Hmm. This woman was the new music teacher? Why didn’t he remember meeting her at the school’s open house last month? He always made a point of talking to the girls’ teachers, to explain about Bridget in the hopes of avoiding confusion, but Erin hadn’t felt well—the beginnings of a cold—and Megan’s excitement level had skyrocketed through the roof that night. Those two hours had passed swiftly, and no...Parker wasn’t sure if he’d met Miss Bradshaw.
“I did not almost kill anyone, angel or teacher,” Parker said, unbuckling his seat belt. Even if he had hit her—and yeah, thank God he hadn’t—he’d been driving slow enough that it was unlikely a collision would’ve caused life-threatening injuries. Probably, anyway.
He could’ve hurt her, though, and it did not matter in the slightest that the woman—Miss Bradshaw—should have known better than to run pell-mell into a street, especially at twilight. The possibility of what could’ve occurred made him sick to his stomach.
“But you might have,” Erin said, “if you’d hit her with the car.”
“But I didn’t,” Parker replied.
“Yeah, Erin. He didn’t!” Megan added.
“Well, I know that, Megan. I do have eyes, you know!”

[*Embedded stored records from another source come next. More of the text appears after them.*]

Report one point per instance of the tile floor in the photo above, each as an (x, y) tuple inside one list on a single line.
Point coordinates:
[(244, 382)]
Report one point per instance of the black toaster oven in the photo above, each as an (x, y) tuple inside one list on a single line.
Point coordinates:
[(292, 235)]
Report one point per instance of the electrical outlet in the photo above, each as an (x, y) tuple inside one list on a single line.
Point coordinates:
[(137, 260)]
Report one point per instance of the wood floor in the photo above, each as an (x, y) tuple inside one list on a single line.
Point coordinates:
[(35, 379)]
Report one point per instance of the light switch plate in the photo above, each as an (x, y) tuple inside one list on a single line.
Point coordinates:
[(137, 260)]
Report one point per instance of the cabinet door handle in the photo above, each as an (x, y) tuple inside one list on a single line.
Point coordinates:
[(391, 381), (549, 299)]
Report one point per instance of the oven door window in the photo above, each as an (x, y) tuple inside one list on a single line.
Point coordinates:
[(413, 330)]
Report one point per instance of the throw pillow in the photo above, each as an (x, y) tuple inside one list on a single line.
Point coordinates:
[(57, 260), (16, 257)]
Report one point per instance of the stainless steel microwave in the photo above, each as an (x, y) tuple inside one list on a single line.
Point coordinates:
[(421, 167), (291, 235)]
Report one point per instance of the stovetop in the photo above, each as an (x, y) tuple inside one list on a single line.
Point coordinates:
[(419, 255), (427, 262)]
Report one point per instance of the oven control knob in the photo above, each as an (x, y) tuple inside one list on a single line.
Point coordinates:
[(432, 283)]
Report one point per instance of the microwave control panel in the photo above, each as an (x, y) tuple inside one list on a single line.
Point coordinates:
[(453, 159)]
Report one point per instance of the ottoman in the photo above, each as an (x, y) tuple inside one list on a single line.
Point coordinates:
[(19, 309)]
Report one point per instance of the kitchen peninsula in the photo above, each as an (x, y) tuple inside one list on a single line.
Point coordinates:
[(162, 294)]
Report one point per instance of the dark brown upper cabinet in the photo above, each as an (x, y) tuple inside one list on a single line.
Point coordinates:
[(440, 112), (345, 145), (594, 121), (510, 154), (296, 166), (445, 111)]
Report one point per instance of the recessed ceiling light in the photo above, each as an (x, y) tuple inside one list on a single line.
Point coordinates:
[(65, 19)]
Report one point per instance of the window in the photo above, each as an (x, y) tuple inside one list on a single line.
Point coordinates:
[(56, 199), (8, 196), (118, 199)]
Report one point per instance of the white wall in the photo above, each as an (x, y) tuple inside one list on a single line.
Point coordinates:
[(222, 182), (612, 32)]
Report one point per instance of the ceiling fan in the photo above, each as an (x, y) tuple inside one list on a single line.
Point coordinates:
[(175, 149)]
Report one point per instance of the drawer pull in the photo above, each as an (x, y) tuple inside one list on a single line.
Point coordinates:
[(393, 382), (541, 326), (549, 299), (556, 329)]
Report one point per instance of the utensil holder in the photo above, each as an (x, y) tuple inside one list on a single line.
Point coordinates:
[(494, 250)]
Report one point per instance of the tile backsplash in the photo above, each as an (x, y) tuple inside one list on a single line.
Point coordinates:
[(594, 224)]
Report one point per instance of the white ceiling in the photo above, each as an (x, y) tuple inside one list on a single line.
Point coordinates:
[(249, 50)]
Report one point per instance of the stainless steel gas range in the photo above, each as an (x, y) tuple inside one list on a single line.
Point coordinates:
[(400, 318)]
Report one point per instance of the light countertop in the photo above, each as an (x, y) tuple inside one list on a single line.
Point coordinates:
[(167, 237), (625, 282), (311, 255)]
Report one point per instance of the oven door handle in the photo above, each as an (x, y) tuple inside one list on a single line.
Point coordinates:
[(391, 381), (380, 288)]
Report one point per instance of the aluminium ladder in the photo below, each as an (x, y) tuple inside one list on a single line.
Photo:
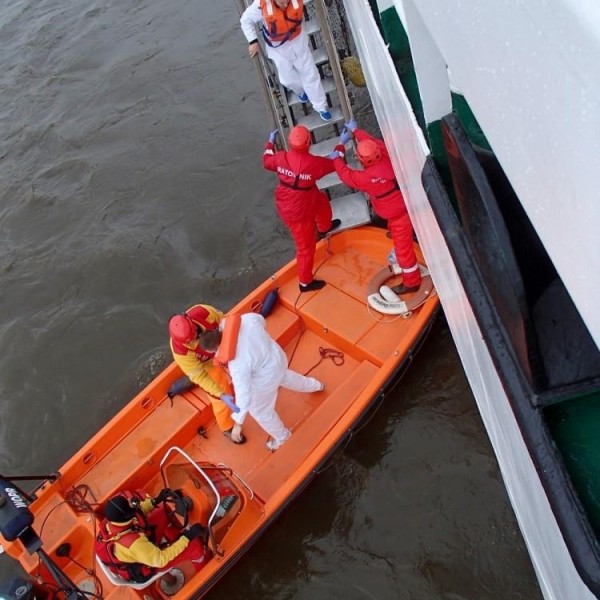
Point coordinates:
[(286, 110)]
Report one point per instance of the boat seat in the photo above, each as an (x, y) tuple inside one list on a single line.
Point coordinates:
[(116, 580)]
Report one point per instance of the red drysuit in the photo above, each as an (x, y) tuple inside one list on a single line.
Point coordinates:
[(299, 201), (379, 182)]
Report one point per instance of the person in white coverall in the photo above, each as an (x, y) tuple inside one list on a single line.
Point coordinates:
[(258, 370), (287, 46)]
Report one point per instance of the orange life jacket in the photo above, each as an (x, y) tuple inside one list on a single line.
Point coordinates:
[(280, 25), (228, 345)]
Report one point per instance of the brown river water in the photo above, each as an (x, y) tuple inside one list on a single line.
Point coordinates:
[(131, 187)]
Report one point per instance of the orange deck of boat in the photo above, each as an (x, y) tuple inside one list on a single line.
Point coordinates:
[(126, 453)]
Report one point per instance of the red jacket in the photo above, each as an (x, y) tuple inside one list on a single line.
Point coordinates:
[(377, 181), (297, 195)]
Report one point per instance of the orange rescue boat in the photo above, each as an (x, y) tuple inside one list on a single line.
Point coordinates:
[(158, 442)]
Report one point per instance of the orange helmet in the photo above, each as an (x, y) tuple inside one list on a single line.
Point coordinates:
[(299, 139), (368, 152), (182, 329)]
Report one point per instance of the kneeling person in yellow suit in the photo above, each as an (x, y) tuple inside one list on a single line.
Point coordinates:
[(198, 364)]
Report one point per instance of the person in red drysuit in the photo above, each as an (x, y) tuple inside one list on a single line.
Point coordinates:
[(299, 202), (378, 181)]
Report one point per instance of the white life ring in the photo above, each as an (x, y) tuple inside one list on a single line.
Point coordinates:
[(384, 300)]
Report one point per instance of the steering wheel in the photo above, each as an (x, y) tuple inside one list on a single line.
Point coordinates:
[(177, 508)]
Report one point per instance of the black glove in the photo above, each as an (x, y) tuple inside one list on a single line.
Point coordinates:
[(196, 530), (162, 496)]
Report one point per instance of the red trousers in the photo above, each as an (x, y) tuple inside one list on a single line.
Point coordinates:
[(402, 236), (305, 238)]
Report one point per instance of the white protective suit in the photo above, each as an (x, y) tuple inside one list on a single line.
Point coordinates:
[(295, 65), (257, 371)]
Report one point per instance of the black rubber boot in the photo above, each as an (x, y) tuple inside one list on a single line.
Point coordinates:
[(335, 223)]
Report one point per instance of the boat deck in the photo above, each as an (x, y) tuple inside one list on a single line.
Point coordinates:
[(331, 334)]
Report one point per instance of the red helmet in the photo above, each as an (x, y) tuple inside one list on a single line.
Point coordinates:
[(299, 139), (368, 152), (182, 329)]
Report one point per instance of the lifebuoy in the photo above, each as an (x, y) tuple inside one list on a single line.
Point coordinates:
[(384, 300)]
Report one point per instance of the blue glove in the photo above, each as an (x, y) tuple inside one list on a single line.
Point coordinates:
[(227, 399), (351, 125)]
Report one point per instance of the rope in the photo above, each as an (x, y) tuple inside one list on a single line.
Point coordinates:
[(335, 356)]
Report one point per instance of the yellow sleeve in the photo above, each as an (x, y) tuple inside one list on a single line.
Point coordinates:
[(145, 552), (196, 371), (214, 315)]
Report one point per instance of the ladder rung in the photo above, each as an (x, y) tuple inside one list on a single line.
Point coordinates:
[(320, 56), (313, 121)]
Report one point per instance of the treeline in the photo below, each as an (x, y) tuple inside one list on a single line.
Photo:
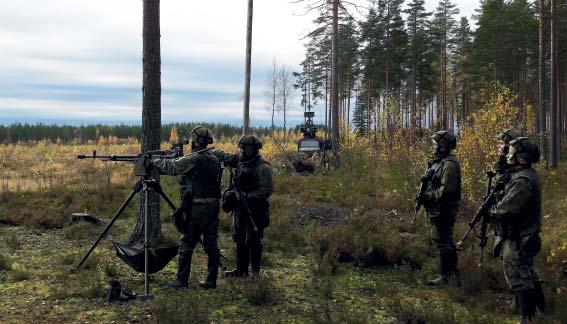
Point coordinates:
[(83, 134), (403, 65)]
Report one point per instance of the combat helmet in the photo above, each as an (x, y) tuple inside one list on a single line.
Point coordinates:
[(251, 140), (508, 135), (526, 149), (201, 135), (445, 139)]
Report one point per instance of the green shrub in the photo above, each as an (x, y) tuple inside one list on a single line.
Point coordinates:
[(422, 311), (20, 275), (5, 263), (367, 242), (13, 242), (260, 291)]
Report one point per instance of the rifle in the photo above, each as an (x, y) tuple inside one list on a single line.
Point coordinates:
[(143, 167), (482, 215), (243, 203), (425, 179)]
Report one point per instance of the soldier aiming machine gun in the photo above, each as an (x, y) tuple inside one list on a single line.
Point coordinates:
[(144, 169)]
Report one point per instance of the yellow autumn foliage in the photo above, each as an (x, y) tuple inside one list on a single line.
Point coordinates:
[(477, 141)]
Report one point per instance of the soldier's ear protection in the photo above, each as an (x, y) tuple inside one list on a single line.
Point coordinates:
[(443, 138), (198, 136), (505, 136), (524, 146)]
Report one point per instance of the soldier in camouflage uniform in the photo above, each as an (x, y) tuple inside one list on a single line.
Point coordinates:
[(199, 178), (501, 166), (517, 223), (254, 175), (501, 176), (441, 201)]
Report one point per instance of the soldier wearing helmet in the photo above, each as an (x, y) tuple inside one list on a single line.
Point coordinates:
[(441, 201), (199, 180), (254, 175), (517, 222), (504, 139)]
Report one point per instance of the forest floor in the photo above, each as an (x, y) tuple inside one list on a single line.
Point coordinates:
[(301, 282)]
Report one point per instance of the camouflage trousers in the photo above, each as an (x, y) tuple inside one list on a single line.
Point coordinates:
[(518, 264), (204, 221), (442, 235)]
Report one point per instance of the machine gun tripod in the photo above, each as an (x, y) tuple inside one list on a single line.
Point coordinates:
[(143, 187)]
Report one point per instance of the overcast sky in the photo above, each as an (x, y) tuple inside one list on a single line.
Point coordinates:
[(64, 60)]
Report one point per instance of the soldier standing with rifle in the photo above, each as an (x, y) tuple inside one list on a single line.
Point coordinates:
[(200, 189), (441, 200), (252, 185), (517, 223)]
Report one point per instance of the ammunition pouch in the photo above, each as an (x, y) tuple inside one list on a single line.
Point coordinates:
[(229, 201), (179, 220)]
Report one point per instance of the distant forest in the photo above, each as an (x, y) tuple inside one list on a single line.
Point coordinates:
[(83, 134)]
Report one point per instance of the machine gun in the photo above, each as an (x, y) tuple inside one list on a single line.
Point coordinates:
[(482, 214), (425, 179), (143, 167)]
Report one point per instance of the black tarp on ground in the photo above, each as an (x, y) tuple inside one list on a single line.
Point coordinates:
[(158, 257)]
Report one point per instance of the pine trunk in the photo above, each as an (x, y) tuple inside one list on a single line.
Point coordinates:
[(541, 119), (335, 83), (554, 123), (151, 115), (246, 115)]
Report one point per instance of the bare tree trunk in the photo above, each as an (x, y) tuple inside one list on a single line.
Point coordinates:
[(348, 102), (246, 117), (151, 115), (327, 115), (554, 156), (541, 116), (335, 83)]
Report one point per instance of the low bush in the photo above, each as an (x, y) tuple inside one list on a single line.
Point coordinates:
[(180, 307), (414, 311), (11, 241), (261, 291), (20, 275), (5, 263), (367, 242)]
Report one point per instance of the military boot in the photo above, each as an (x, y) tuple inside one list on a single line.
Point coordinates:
[(211, 282), (242, 261), (213, 270), (453, 273), (256, 258), (183, 270), (539, 297), (441, 278), (526, 301)]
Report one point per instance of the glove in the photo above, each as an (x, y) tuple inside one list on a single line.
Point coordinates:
[(179, 221)]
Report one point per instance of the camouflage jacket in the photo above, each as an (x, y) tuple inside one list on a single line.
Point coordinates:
[(518, 213), (198, 173), (445, 186), (254, 176)]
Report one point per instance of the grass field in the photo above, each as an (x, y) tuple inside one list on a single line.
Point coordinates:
[(339, 250)]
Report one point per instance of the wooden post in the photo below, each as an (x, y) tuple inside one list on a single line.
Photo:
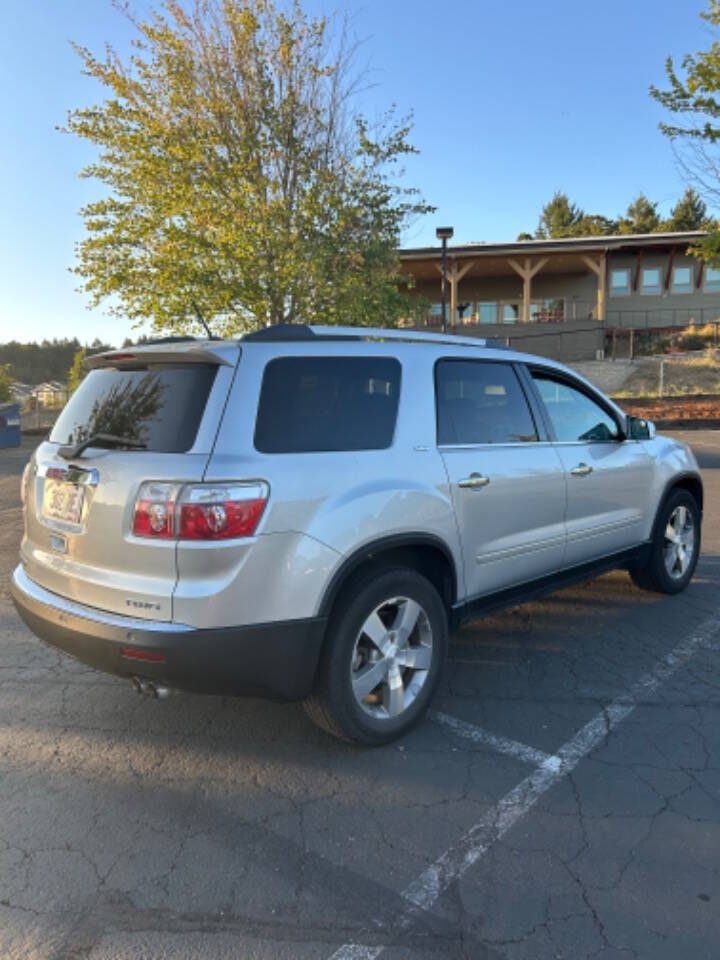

“Wait here, girls,” Parker said, breaking into their almost argument. “Let me make sure your angel-teacher is okay, and then—”
His jaw slammed shut as Miss Bradshaw, in attempting to walk toward his side of the car, slipped and lost her balance. She landed on the ground, bounced to her feet instantly and scowled while wiping the snow from her behind. Ouch, that had to hurt. And again, she mouthed an expletive that he easily identified without the benefit of sound.
“Wait here,” he repeated, f
lipping on the emergency lights. Once he knew that she wasn’t hurt in any way, he had to get his car out of the wrong lane of traffic. “I’ll only be a second.”
By the time he exited the car, she’d moved closer and was standing only a few feet from where he stood. “I’m so, so, so sorry,” she said in rushed syllables as they came face-to-face. “Roscoe—that would be my dog—got loose, and I...well, I was only thinking of catching him before he got too far away or hurt. I wasn’t thinking about the road at all.”
And oh, if ever a living and breathing human could actually be an angel, it was this woman. She was as close to fitting the description of ethereal as Parker had ever seen, with her long, pale blond hair, thickly lashed eyes—green, he thought, but he’d require better light to be 100 percent positive—full mouth and the gentle, almost-delicate arc of her cheeks.
A white, ankle-length and cinched-at-the-waist dress—complete with wings attached to the back—didn’t hide her curvy figure, and while he had no idea if she wore high heels or flats, he guessed she couldn’t be taller than five feet plus an inch or three. There wasn’t any way he wouldn’t remember this woman, so no, Parker had not met her during the open house.
“Are you okay?” Parker asked, vastly more concerned in establishing her welfare before worrying about her dog’s, who seemed to be long gone. “Not feeling faint or anything, are you?”
“A little shaken, but that’s to be expected. Again, I’m so sorry for almost running smack into your car.” She shivered from the cold, her fall or the near collision with his car. Or, Parker supposed, all three. Angling her body, she scanned the stretch of sidewalk and houses across the street from the school. “But you should probably move your car and I need to find my dog.”
“I... Right. Of course, but I’d like to help. Let me get my kids situated in the auditorium and I’ll come back out.” He noticed with some humor that the band around her forehead had slipped, causing her halo to droop and giving her the appearance of a disheveled angel. It was, Parker decided, fairly adorable. She shivered again and her teeth chattered, so he took off his jacket. “Here, wear this,” he said, handing her the coat, “before you freeze to death.”